Draft Pick Player Games Played Career Points Career Goals Career Assists High Points High Goals High Assists
Draft Pick Player Games Played Career Points Career Goals Career Assists High Points High Goals High Assists
37th Chris Tierney 436 189 61 128 48 17 39
50th Shayne Gostisbehere 340 199 51 148 65 17 52
66th Colton Parayko 386 159 39 120 35 ( x2) 10 ( x2) 31
89th Jaccob Slavin 377 151 29 122 36 8 ( x2) 29
112th Connor Hellebyuck 270 148 W 85 L 22 OTL .917 SV% 2.64 GAA 20 SO
118th Alex Kerfoot 222 113 43 70 43 19 27
164th Vinnie Hinostroza 246 100 34 66 39 16 23
172nd Matt Benning 248 61 15 46 21 6 15
179th Nikita Gusev 66 44 13 31 44 13 31
Class Stats: 2,205 GP; 246 G; 611 A; 857 P; 148 W; 85 L; 22 OTL; 2.64 GAA; .917 SV%. Awards: 2 All Stars, 1 Vezina. HOFers: None. All stats via Hockey Reference

This is a pretty weak group by the standard of this article, but we still have a few names of note here. The peak years of Shayne Gostisbehere and Colton Parayko were truly great, but the two have been shadows of themselves recently, especially Gostisbehere. Alex Kerfoot has been a very good middle-six forward his entire career, so he’s a nice piece to add to this class. Chris Tierney had a good year of production with a terrible Senators team—largely because he was playing entirely too many minutes—but he’s still a guy who can contribute in a bottom-six role. Vinnie Hinostroza and Matt Benning continue the trend of guys who can excel in reduced roles, and Nikita Gusev showed flashes of being a solid middle six player who would fit well on the third line of a great team.

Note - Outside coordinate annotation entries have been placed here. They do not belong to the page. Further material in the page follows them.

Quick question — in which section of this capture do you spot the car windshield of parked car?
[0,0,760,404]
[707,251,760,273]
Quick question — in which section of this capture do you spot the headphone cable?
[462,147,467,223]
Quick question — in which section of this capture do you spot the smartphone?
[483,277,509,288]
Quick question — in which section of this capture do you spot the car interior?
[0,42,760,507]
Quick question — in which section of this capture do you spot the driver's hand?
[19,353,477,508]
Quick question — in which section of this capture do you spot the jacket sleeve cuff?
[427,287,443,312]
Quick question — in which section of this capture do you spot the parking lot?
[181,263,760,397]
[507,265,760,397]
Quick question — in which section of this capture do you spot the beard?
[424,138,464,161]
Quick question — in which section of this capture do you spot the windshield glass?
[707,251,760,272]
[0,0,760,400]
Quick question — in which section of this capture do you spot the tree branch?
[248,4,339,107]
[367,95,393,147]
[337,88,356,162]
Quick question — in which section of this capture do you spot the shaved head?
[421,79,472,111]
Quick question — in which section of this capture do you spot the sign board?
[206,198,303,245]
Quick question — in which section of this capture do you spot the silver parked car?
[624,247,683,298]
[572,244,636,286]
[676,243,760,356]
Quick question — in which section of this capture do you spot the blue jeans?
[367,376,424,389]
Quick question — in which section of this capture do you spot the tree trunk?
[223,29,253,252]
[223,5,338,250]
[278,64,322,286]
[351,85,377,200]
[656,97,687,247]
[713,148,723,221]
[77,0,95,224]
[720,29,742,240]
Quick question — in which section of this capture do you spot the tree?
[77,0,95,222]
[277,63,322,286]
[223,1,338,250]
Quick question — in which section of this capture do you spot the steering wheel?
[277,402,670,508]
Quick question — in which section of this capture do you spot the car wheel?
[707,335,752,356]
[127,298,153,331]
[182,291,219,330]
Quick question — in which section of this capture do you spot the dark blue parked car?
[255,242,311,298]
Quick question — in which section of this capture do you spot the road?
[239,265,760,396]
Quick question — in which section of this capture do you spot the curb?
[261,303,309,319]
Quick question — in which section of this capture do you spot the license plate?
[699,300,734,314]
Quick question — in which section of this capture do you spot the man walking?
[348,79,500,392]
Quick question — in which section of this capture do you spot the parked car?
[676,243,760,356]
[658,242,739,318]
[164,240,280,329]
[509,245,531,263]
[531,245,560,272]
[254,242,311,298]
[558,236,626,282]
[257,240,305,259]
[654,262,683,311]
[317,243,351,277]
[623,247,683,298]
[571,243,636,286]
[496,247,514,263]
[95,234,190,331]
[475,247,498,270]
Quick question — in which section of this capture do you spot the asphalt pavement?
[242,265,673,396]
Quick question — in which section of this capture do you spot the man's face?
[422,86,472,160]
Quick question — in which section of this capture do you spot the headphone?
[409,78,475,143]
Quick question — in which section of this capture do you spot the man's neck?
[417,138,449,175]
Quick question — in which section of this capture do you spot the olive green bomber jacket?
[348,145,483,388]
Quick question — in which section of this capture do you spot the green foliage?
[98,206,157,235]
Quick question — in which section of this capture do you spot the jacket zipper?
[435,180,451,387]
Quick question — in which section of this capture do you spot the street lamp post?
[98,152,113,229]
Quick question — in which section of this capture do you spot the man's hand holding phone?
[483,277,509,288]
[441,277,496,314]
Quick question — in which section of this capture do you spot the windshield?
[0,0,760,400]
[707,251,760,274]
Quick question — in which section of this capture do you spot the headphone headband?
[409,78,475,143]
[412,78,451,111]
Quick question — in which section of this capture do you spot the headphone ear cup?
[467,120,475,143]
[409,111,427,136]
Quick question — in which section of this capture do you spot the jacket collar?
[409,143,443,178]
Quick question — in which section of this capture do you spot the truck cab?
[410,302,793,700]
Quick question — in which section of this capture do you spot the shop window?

The big duo consists of Jaccob Slavin and Connor Hellebyuck, who are respectively the best defensive defender and the best goalie in the league at the moment. Slavin has been quietly great for years, and Hellebyuck just had one of the best seasons by a goalie in the analytics era, so I feel like that’s a pretty good haul.